Финансовый вопрос у нас остро не стоял – я работала, Саша тоже, кроме того, вполне приличные суммы лежали на счетах в банках, но мы как-то сразу договорились не прикасаться к этим деньгам без особой нужды. И только с отцом спорить по этому вопросу оказалось невозможно – ежемесячно его телохранитель привозил крупную сумму для Сони. Эти деньги папа так и называл – «Сонькина стипендия». Отказываться мы пробовали, но мой отец был слишком крут нравом и слишком много прошел в жизни, чтобы не справиться с нами. Да и обижать его не хотелось – кроме меня и Сонечки, у него больше никого не осталось, только сестра, но она давно жила отдельно и к брату в гости не наведывалась. Мои братья погибли по собственной глупости и слабости, а я выжила, хоть и оказалась изрядно потрепанной. Но рядом со мной всегда был муж, которого я не могла разочаровать таким простым выходом из запутанной ситуации, как смерть. И я – выкарабкалась. И теперь у нас дочь. Я чувствовала себя совершенно счастливой и состоявшейся, моя жизнь наконец-то обрела смысл, я сумела свить гнездо, и даже птенец у меня в нем появился, пусть и не родной по крови. Но, видимо, так уж было написано обо мне в Книге Судеб там, наверху, – я ведь и сама была не родной отцу. Он удочерил меня четырехлетней, но узнала я об этом случайно, будучи уже взрослой. За все это время ни разу ни папа, ни братья мне даже не намекнули на то, что я на самом деле не Гельман, как они. Для моей семьи я всегда была своей – любимой младшей сестренкой, которой можно доверить любой секрет с уверенностью, что он секретом и останется, любимой дочерью с характером мужским и упрямым, с которой можно обсудить любые дела и знать, что поймет, не осудит, поддержит. Папа научил меня простому, но очень мудрому правилу – свой за своего. У меня ни на секунду не возникало сомнений в том, что только так и нужно жить.

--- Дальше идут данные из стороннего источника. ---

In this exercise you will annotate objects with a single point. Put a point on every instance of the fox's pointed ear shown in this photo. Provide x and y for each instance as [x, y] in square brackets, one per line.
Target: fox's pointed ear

Муж тоже разделял эту теорию, однако считал, что у меня – женщины – это не должно стоять на первом месте. Потихоньку, мягко, как-то совсем незаметно даже для меня, Сашка сумел воспитать во мне другое полезное умение – быть женой. Женой во всех смыслах этого слова, более того – практически в самурайских традициях. Если бы кто-то раньше сказал мне, что я стану спокойной, уравновешенной, буду говорить тихим голосом, не срываясь по каждой мелочи в крик, я ни за что не поверила бы. Мне, избалованной, воспитанной мужчинами практически без женского участия (брат-гомосексуалист не в счет), ближе были мотоциклы и огнестрельное оружие, нежели кухонная утварь и ведение домашнего хозяйства. Но Сашка как-то ненавязчиво сумел сделать так, чтобы я сама – сама! – захотела пересмотреть свою шкалу ценностей. Да и появление в доме Сони тоже оказало на меня сильное влияние.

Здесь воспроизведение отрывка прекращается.